The challenge for all companies, big and small, when trying to improve and scale your business, you need to not just create new products, services and technologies, you need to constantly be thinking about the next growth engine. And the key says Alex, is not just to think, but to actually experiment with business model generation.

He calls this ‘Business R&D’.

Business Model R&D

“The challenge is it’s a different mindset. You need to reinvent yourself while you’re successful. You need to put energy into that. And there’s no company probably on the planet that doesn’t look at innovation and do some form of innovation. But they usually don’t take it seriously enough.”

The thing about innovation is you don’t start with the perfect solution. You have to do tons of experimentation and experience tons of failure in order to figure out what works and what doesn’t. To have big wins you have to have big fails.

Just look at Amazon, they’re constantly innovating: 

“This is a big lesson for everybody. You know, listening here, even your competitors will come from very unexpected places. I mean, come on, who would have ever thought that a book retailer would disrupt IBM?”

And it’s not innovation if you know what you’re doing. 

“What we need to do in innovation, and we know this from venture capital and early-stage venture capital, in particular, you can’t pick the winner in innovation, you can’t pick the winner, because if you can pick the winner, de facto you know.
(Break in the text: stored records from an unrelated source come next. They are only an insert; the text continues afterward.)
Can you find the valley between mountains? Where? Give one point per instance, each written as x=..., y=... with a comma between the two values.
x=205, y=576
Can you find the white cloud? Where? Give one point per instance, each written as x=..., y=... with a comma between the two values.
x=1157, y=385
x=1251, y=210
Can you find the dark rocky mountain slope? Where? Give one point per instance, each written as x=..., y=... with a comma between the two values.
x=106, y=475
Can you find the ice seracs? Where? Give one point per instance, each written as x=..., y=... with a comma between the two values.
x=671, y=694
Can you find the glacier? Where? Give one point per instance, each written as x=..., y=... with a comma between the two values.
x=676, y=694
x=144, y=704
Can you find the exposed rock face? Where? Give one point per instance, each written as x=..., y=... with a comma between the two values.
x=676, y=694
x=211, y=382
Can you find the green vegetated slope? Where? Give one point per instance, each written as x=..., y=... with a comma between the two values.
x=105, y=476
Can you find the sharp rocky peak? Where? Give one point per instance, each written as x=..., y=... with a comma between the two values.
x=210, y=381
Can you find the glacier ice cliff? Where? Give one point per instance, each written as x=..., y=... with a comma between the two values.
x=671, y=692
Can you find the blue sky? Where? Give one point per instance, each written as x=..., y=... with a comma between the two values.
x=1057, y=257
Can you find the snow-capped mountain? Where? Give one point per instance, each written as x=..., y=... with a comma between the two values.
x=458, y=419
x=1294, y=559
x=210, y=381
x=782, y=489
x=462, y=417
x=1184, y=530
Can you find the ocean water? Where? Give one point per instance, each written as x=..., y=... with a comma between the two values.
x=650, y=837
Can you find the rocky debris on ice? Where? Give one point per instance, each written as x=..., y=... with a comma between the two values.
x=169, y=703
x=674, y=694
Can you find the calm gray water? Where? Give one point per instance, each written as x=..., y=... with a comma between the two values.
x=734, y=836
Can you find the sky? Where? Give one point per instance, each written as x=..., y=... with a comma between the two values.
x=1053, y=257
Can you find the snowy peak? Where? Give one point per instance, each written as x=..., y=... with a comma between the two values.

It’s not an innovation if you know it’s gonna work.”

Entrepreneurial CEOs

In order for a company to be successful at innovating, they need to have a CEO who is fully committed to innovation, who understands that long term growth isn’t something that can be achieved overnight. Someone who knows they will need to experiment with the business model and the value proposition.

“I think the great innovators, they really think long term. Jeff Bezos likes to say, ‘Oh, you like our quarterly results? We made them five years ago, right.’ So you can’t innovate if you’re not thinking long term.”

And there are three types of innovation: 

  1. Efficiency innovation
  2. Sustaining innovation
  3. Transformative innovation

No one is better than the others, you need all three.

How to invest in business model innovation

So here’s what you need to do – you have to realise that if you want to succeed as an innovative business, you need to invest in about ten business ideas, but know that 6 of these value propositions or new business ideas will fail. You’re not investing in the ideas per se; you’re investing in the teams to come up with the ideas. 

You need to give your teams bandwidth to work and to let them run. And don’t look at the return on the new business idea, nor look at the return on the team, you look at return on the whole portfolio. Because you aren’t investing in any one team to innovate, you’re investing in innovation as a whole.

You don’t give each team money and command them to innovate and succeed, if you do this they won’t take risks and innovate because they’ll be afraid of failing. You need to let them know that each team will get the same resources, but at the end of it if you have to say, 5 teams, you’ll kill 4 of their projects and refocus every team member on the one remaining team project. 

“[This way] you don’t lose a lot of money, you lose a little bit of money and you incrementally invest more in the ideas that are emerging. So it’s just a different mindset. You don’t look at investment per team, you look at investment on your portfolio.”